STAIR researchers wanted to develop the robot further but funds were lacking, Cousins says. Willow Garage then gave Stanford almost a million dollars last fall to develop open source software for the personal assistant robot.
“Lack of integration is a problem: almost every research group creates it’s own hardware and software,” says assistant professor Andrew Ng, who leads the STAIR project. By having the research community move toward a standardized operating system, ideas and inventions can be shared, he says.
“Now one group works on a robot that understands speech, the other one on robot learning from its experience, and a third one on a robot that can navigate around the building. With the STAIR project we gather these separate fields and integrate them into a single robot. Revolution in robotics will come when we can build a single robot that can do a lot of different things,” he says.

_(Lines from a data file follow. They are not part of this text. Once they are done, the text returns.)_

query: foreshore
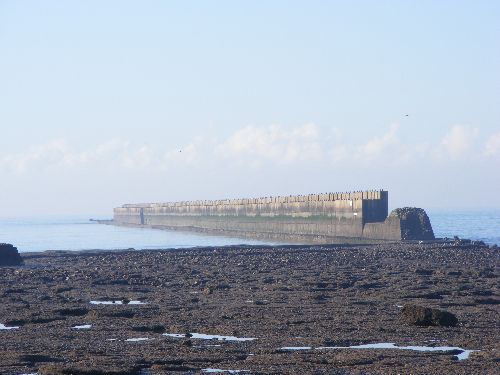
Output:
[0,242,500,375]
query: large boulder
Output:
[389,207,434,240]
[0,243,23,266]
[401,305,458,327]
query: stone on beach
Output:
[401,305,458,327]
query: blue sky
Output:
[0,0,500,216]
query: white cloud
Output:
[360,124,400,156]
[0,124,500,173]
[484,133,500,156]
[438,125,479,159]
[217,124,323,164]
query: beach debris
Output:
[401,305,458,327]
[0,243,23,266]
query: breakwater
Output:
[113,190,434,240]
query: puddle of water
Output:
[0,323,19,329]
[163,332,257,341]
[125,337,153,342]
[71,324,92,329]
[316,342,478,361]
[201,368,250,374]
[90,301,146,305]
[280,346,312,350]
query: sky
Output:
[0,0,500,217]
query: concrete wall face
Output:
[114,190,410,240]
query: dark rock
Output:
[401,305,458,327]
[57,307,89,316]
[389,207,434,240]
[132,324,167,333]
[0,243,23,266]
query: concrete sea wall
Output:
[113,190,430,240]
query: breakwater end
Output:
[112,190,434,242]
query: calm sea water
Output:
[0,211,500,252]
[0,217,276,252]
[427,210,500,245]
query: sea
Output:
[0,210,500,252]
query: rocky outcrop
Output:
[389,207,434,240]
[0,243,23,266]
[401,305,458,327]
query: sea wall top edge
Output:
[121,190,388,208]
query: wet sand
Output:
[0,243,500,374]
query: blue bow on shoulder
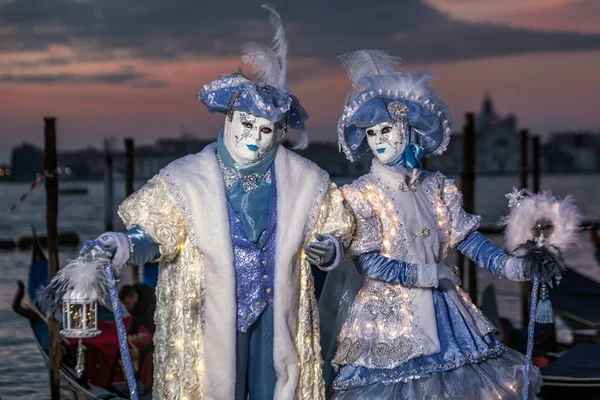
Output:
[387,142,425,172]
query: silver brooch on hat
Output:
[388,101,408,121]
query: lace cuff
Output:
[443,179,481,247]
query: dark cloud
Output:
[0,67,166,88]
[0,57,71,69]
[0,0,600,63]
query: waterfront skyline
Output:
[0,0,600,162]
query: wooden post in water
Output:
[125,138,140,283]
[104,139,114,231]
[44,117,60,400]
[461,113,478,304]
[519,129,532,327]
[458,113,477,304]
[531,135,541,193]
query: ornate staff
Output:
[503,188,581,400]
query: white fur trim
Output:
[273,146,329,399]
[161,143,328,400]
[96,232,131,270]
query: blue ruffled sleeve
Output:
[125,226,160,265]
[358,253,438,287]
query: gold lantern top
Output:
[60,290,101,339]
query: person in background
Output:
[119,283,156,366]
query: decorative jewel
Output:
[217,154,271,193]
[227,89,241,122]
[412,227,431,239]
[504,186,525,208]
[387,101,408,121]
[371,342,392,368]
[346,339,367,363]
[398,181,418,193]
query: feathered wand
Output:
[503,188,581,400]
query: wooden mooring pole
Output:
[44,117,60,400]
[125,138,140,283]
[519,129,532,327]
[458,113,477,304]
[104,140,114,231]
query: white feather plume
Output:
[356,70,437,100]
[501,193,582,251]
[36,252,110,314]
[242,5,288,90]
[339,50,400,88]
[242,42,281,87]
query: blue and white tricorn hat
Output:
[337,50,452,161]
[198,5,308,148]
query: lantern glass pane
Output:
[85,301,96,329]
[69,303,84,329]
[63,301,70,329]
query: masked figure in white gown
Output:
[58,9,354,400]
[320,50,541,399]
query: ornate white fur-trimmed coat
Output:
[119,144,354,400]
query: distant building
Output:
[475,94,520,174]
[296,142,373,177]
[0,164,13,182]
[427,94,520,174]
[542,132,600,172]
[134,135,213,179]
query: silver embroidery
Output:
[412,227,431,239]
[332,279,425,368]
[217,154,240,190]
[332,344,506,390]
[217,154,271,192]
[304,170,329,241]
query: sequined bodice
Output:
[228,185,277,332]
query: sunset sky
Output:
[0,0,600,162]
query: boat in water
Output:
[58,186,88,196]
[12,227,152,400]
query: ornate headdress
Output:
[198,5,308,148]
[337,50,452,161]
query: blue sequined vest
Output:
[227,174,277,332]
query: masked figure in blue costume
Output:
[320,50,541,399]
[82,8,354,400]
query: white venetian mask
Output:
[223,111,277,164]
[365,121,406,164]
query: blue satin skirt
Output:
[330,289,542,400]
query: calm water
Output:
[0,175,600,400]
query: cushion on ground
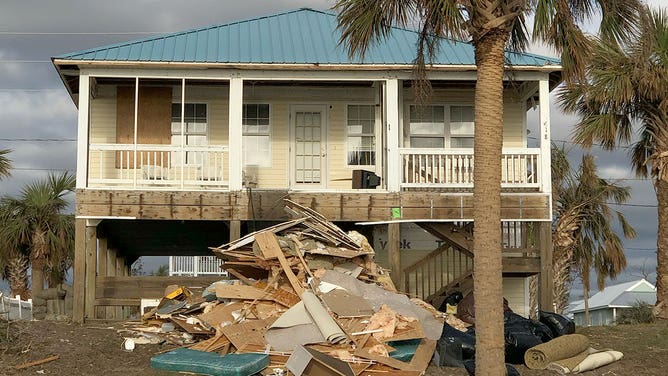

Cousins says that the robots will probably be leased to the universities with conditions such as if the robots are not used in research, they have to be returned. And what does Cousins hope the universities will deliver? “I hope people will publish a paper about the inventions, make the code available to open source, and somebody else can build on top of their results,” he says.
The robot Willow Garage provides to universities will be PR2, the second generation of Stanford’s personal assistant robot PR1. Willow Garage will design the hardware and organize the manufacture, and is also involved in creating the software. PR2 will move around on wheels and performs tasks like picking up objects and opening a soda can on its own. However, it has to be controlled by human hands.
“The challenge is to build a robot that does the chores on its own, without teleoperation,” Cousins says.
The whole venture seems to be a very long-range investment. You don’t hear Cousins talking about market share or ROI. He says he’s not worried about somebody else profiting from PR2 and the open source software provided. “If you look historically at technologies that have had a huge impact on the world, like personal computing, there’s an exponential growth curve for a while. If robotics is one of those things, there will be an ecosystem of companies created around personal robots. Being in the center of that explosion, you don’t have to own everything to be successful, you don’t have to patent everything you do.” Although Cousins does say the company may patent parts of the hardware at some point.
Cousins says that the popularity of Roomba, the vacuum cleaning robot made by iRobot, which has sold millions, proves that there’s a market for robots. One possible use he points to for the personal robot is to help the elderly and disabled.
So when will we be able to buy a robot in a shop for a reasonable price? “Maybe never,” Cousins says. But that doesn’t mean they can’t be pervasive. Cousins pictures robot rental services, for example. “Maybe you can lease a personal robot to clean up your house when you’re at work. If the robot sees something it doesn’t know what to do with, it calls somebody in a call center, which might be placed anywhere in the world, sees what the robot is seeing, says don’t touch that or let me control the hand and do it manually.”
Before joining Willow Garage, Cousins was a senior manager of the User-Focused Systems Research Group at the IBM Almaden Research Center in San Jose. He also worked at the Advanced Systems Development Laboratory at the Xerox Palo Alto Research Center.